A comprehensive Python library for extracting text from PDF files using OCR with advanced features such as layout visualization, audio generation, table extraction, summarization, and translation.

## Features

- **Text Extraction:** Extracts text from PDF files using Tesseract OCR.
- **Layout Visualization:** Generates HTML files with OCR overlays to visualize recognized text regions.
- **Audio Output:** Converts extracted text into audio files using gTTS.
- **Semantic Topic Detection:** Identifies high-level semantic topics from the extracted text using spaCy.
- **Advanced Summarization:** Summarizes the extracted text using Hugging Face transformers.
- **Translation:** Translates extracted text into specified languages using googletrans.
- **Table Extraction:** Extracts tables from PDFs into CSV files using tabula-py.
- **Batch Processing:** Processes multiple PDFs concurrently for efficient workflows.

## Installation

### Prerequisites

- **Python 3.7+**
- **Tesseract OCR:** 
  - **macOS:** `brew install tesseract`
  - **Windows:** Download from [Tesseract at UB Mannheim](https://github.com/UB-Mannheim/tesseract/wiki)
  - **Linux:** Install via package manager, e.g., `sudo apt-get install tesseract-ocr`
- **Poppler:** Required by `pdf2image`
  - **macOS:** `brew install poppler`
  - **Windows:** Download from [Poppler for Windows](http://blog.alivate.com.au/poppler-windows/)
  - **Linux:** Install via package manager, e.g., `sudo apt-get install poppler-utils`
- **Java:** Required by `tabula-py`
  - **All OS:** Download and install from [Java Downloads](https://www.java.com/en/download/)

### Install the Library

```bash
pip install ocr_pdf2txt
```

## Usage

### Single PDF Processing

```python
from ocr_pdf2txt import ocr_pdf_to_text

pdf_path = "path/to/your/input.pdf"
output_folder = "path/to/output_folder"

ocr_pdf_to_text(
    pdf_path=pdf_path,
    output_folder=output_folder
)
```

### Batch PDF Processing

```python
from ocr_pdf2txt import ocr_batch_pdfs_to_text

pdf_list = [
    "path/to/your/first.pdf",
    "path/to/your/second.pdf",
    # Add more PDF paths
]
output_folder = "path/to/output_directory"

ocr_batch_pdfs_to_text(
    pdf_paths=pdf_list,
    output_folder=output_folder,
    max_workers=4
)
```

### Extract Text Only

```python
from ocr_pdf2txt import pdf_to_text_only

pdf_path = "path/to/your/input.pdf"
text = pdf_to_text_only(pdf_path)
print(text)
```

### Extract Tables

```python
from ocr_pdf2txt import extract_tables_from_pdf

pdf_path = "path/to/your/input.pdf"
output_csv = "path/to/output.csv"

extract_tables_from_pdf(pdf_path, output_csv, pages="all")
```

## API

### ocr_pdf_to_text

Extracts text from a PDF file using OCR and saves the output to a text file.

```python
def ocr_pdf_to_text(
    pdf_path: str,
    output_folder: str
):
```

Extracts text from a single PDF file and performs the following:

- **Layout Visualization:** Creates HTML overlays of OCR results
- **Audio Output:** Generates an MP3 file of the extracted text
- **Semantic Topic Detection:** Prints detected named entity labels
- **Advanced Summarization:** Summarizes the extracted text
- **Translation:** Translates the extracted text into Spanish

### pdf_to_text_only

```python
def pdf_to_text_only(pdf_path: str) -> str:
```

Extracts text from a single PDF and returns it as a string.

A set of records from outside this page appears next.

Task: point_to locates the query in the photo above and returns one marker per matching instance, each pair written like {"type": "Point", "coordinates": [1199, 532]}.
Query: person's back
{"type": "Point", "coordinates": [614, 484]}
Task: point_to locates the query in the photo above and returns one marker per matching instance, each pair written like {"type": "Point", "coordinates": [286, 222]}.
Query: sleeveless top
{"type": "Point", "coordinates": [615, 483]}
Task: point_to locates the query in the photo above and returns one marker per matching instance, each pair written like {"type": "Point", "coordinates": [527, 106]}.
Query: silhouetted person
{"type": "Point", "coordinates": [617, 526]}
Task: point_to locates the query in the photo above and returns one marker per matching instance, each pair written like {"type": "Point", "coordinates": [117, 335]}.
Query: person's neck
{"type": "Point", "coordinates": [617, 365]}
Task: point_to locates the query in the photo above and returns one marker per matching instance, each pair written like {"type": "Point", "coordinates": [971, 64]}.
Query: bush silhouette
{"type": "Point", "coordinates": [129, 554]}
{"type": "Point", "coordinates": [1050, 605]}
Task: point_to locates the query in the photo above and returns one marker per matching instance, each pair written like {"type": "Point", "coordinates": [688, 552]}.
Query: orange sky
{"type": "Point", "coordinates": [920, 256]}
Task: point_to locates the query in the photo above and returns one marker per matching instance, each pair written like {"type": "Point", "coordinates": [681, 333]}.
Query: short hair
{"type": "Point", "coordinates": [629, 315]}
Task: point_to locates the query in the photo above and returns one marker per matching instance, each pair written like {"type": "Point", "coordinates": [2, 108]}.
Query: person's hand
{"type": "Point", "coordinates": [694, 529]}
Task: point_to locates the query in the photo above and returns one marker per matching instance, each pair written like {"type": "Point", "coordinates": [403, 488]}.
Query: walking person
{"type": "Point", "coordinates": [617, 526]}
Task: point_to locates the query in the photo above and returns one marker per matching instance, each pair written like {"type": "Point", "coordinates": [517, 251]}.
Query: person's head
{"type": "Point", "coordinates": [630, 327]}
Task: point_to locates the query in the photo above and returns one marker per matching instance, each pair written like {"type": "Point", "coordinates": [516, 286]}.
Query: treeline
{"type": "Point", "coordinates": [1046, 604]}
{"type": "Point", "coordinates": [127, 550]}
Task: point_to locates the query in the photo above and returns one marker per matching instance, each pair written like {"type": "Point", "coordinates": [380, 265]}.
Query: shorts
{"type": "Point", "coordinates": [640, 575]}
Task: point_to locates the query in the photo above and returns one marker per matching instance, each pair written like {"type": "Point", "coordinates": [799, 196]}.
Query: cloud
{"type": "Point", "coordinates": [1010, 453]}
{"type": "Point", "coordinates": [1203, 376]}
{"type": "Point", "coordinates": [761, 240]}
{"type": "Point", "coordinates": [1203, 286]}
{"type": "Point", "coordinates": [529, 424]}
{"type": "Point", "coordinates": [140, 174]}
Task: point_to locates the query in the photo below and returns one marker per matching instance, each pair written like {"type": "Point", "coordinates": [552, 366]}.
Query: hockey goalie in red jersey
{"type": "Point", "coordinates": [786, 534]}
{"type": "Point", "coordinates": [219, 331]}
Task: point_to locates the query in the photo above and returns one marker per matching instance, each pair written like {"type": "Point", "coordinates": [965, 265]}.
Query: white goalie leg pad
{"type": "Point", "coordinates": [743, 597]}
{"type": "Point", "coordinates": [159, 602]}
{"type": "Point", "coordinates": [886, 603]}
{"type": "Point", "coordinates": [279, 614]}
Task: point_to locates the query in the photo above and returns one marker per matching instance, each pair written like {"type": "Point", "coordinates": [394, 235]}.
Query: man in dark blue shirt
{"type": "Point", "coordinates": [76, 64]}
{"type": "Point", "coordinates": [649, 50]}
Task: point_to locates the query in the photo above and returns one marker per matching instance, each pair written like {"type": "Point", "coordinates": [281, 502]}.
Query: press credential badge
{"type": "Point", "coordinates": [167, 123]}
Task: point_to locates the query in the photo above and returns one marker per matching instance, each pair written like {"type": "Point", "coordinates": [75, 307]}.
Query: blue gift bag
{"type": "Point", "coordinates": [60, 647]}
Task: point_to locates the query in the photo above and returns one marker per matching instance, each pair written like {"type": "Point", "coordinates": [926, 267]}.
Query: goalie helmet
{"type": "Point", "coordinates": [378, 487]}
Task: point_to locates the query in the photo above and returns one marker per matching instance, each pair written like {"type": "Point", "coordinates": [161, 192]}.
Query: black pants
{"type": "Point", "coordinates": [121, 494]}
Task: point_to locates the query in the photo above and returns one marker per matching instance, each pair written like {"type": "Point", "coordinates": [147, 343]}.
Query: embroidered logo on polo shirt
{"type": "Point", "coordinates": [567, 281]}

### extract_tables_from_pdf

```python
def extract_tables_from_pdf(pdf_path: str, output_csv_path: str, pages: str = "all"):
```

Extracts tables from a PDF and saves them as a CSV file.

### ocr_batch_pdfs_to_text

```python
def ocr_batch_pdfs_to_text(
    pdf_paths: List[str],
    output_folder: str,
    max_workers: int = 4
):
```

Processes multiple PDFs concurrently, performing all OCR operations on each.

## License

This project is licensed under the MIT License - see the [LICENSE](LICENSE) file for details.